Cal thought that one over. The idea of having Tinker Elliott along appealed to him. He'd wanted her for years, and this plea of hers was an admission of surrender. But Cal felt that conditional surrender was not good enough. He didn't like the idea of Tinker's willingness to be bought for a treasure unknown. What was really in the depths of her mind he could not guess—unless she were trying to goad him into making the expedition.
"No," he said.
"Then you'll never go," she taunted him.
"I'll go," he snapped. "And I'll prove that I can take care of myself. I hate space-roving, but I'm big enough to do it despite my distaste. Now will you tell me what Murdoch's Hoard is that it is so valuable?"
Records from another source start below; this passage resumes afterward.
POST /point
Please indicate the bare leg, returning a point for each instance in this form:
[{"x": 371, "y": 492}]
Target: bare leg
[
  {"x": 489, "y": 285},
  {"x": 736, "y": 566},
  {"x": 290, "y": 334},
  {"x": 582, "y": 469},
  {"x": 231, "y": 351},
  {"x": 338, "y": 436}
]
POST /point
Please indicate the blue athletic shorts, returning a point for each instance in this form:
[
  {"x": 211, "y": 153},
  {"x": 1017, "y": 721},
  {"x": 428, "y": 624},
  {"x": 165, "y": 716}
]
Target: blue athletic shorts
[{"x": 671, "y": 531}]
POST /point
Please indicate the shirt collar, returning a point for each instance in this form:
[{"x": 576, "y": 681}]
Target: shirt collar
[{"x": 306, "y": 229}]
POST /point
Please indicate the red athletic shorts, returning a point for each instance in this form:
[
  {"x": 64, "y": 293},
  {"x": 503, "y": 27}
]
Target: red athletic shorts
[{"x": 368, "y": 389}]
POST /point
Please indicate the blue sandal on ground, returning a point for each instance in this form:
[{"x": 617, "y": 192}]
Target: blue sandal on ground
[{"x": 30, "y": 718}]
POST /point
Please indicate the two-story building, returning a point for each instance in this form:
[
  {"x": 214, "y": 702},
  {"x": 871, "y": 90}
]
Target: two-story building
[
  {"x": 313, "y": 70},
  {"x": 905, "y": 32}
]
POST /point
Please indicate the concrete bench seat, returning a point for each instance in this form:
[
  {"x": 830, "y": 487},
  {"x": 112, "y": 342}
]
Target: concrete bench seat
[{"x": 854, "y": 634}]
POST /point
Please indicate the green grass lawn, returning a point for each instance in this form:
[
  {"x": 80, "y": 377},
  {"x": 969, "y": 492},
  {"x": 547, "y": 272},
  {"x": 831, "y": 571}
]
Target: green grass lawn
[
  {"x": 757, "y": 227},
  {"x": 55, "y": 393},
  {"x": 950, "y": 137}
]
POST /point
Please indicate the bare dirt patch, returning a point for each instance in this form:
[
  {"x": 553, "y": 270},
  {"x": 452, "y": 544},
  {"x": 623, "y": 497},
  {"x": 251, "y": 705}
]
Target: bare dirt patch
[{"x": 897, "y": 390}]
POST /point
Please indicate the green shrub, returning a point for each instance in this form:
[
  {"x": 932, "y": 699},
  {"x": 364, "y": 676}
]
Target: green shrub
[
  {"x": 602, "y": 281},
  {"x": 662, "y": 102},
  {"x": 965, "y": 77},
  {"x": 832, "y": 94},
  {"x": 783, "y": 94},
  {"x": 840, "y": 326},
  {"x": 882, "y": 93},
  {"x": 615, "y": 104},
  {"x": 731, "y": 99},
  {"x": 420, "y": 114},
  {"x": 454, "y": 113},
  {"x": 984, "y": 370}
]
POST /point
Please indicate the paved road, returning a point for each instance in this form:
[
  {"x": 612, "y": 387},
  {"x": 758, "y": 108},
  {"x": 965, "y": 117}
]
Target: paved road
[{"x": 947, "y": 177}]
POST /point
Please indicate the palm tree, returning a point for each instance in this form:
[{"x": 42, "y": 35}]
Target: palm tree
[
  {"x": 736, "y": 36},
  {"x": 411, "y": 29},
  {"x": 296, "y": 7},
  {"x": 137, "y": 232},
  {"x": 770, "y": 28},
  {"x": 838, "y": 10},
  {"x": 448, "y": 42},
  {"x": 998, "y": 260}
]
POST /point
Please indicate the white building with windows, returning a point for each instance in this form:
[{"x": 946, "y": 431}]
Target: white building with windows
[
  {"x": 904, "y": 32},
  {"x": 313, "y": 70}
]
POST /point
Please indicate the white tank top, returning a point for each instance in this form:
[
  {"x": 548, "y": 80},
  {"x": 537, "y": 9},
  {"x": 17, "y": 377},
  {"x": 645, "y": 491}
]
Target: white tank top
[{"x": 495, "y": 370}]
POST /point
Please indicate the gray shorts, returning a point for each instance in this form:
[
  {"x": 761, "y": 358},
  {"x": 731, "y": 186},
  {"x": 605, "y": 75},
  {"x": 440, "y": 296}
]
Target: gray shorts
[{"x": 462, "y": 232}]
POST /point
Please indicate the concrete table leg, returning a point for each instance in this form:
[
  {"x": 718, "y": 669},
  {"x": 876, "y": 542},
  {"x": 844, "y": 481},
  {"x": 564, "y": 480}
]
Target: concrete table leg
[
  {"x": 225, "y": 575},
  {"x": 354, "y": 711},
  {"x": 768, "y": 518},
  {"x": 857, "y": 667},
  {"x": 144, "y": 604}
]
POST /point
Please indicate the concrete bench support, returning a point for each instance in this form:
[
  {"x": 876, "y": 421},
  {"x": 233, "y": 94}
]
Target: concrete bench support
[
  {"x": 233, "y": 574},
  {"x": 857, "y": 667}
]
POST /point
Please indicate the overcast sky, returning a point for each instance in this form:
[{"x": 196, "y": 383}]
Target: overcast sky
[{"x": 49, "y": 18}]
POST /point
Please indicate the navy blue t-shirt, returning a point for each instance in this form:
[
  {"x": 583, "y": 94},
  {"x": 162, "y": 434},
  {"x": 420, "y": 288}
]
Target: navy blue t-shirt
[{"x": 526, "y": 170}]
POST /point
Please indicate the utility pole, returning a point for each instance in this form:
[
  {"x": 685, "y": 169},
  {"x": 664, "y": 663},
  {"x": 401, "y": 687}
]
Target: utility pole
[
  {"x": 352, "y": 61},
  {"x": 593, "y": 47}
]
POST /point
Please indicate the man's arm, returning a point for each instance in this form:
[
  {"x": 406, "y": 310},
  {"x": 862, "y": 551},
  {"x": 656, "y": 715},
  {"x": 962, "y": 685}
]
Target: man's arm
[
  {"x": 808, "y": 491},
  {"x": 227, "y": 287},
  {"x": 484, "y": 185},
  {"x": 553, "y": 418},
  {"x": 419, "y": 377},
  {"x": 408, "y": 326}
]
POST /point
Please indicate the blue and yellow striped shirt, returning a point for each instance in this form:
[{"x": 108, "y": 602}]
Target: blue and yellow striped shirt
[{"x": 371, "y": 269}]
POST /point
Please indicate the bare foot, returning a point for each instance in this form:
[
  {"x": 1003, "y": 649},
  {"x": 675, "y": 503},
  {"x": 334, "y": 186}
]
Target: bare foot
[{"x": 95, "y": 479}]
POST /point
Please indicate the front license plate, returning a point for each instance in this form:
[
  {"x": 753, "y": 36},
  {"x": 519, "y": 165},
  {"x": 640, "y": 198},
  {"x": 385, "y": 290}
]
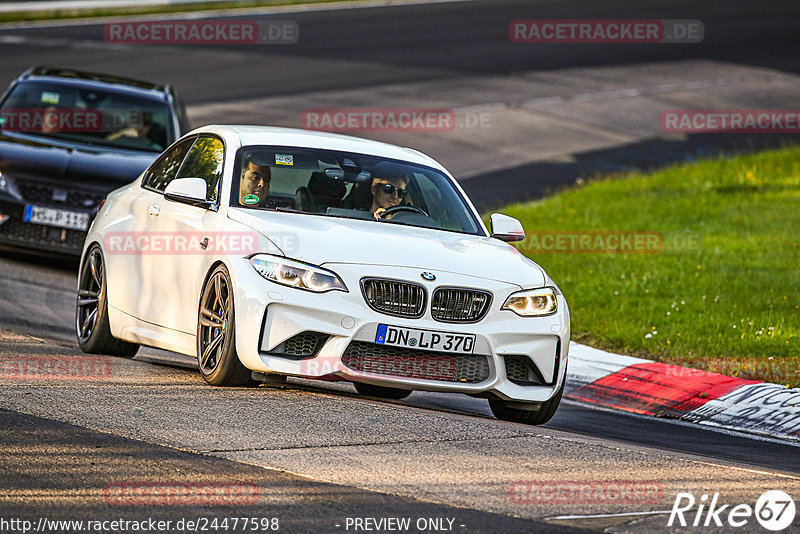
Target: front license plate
[
  {"x": 72, "y": 220},
  {"x": 425, "y": 339}
]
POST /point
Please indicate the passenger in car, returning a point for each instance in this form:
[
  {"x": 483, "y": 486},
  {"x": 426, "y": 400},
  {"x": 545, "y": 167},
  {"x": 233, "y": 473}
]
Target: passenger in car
[
  {"x": 387, "y": 192},
  {"x": 255, "y": 180}
]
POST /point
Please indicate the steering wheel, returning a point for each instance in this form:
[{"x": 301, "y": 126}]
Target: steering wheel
[{"x": 397, "y": 209}]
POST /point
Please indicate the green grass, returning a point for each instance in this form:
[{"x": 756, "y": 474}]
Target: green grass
[
  {"x": 731, "y": 305},
  {"x": 57, "y": 14}
]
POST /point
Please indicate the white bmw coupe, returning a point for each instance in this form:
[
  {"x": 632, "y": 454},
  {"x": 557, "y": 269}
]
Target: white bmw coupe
[{"x": 271, "y": 252}]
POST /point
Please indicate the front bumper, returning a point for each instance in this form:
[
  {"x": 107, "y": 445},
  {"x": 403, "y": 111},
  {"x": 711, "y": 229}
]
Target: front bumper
[{"x": 268, "y": 314}]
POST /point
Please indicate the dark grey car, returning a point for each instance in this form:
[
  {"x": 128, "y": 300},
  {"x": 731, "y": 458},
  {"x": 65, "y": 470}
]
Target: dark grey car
[{"x": 67, "y": 138}]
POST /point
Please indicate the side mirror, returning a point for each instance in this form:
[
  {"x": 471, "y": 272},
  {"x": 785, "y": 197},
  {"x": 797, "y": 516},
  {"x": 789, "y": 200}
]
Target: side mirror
[
  {"x": 506, "y": 228},
  {"x": 190, "y": 191}
]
"Not unless you take me along."
Pride is always cropping up in the wrong place. If Cal or Tinker had not taken such a firm stand in the first place, it would have been easier for either one of them to back down. The argument had started in fun, and was now in deadly earnest. How and where the change came Cal did not know. He reviewed the whole thing again. The first pair were ignorant. Benj was vindictive enough to deprive his brother of a useless thing that interested Cal. Dr. Lange was enigmatic. He had neither personal view or ignorance to draw his desire for Murdoch's worthless Hoard. Tinker Elliott might be goading Cal into making an adventuresome trip for the purpose of bringing him closer to her way of living. He wouldn't put it past her.
But the more he thought about it, the deeper and deeper he was falling into his own bullheadedness. He was going to get Murdoch's Hoard himself if it turned up to be a bale of one hundred dollar bills of the twenty-first century—worth exactly three cents per hundred-weight for scrap paper.
Tinker Elliott returned to the Association after the dinner with Cal. She worked diligently for an hour, and loafed luxuriously for another hour. It was just after this that Cal came into her laboratory and grinned sheepishly at her.
"Now what?" she asked. "Changed your mind?"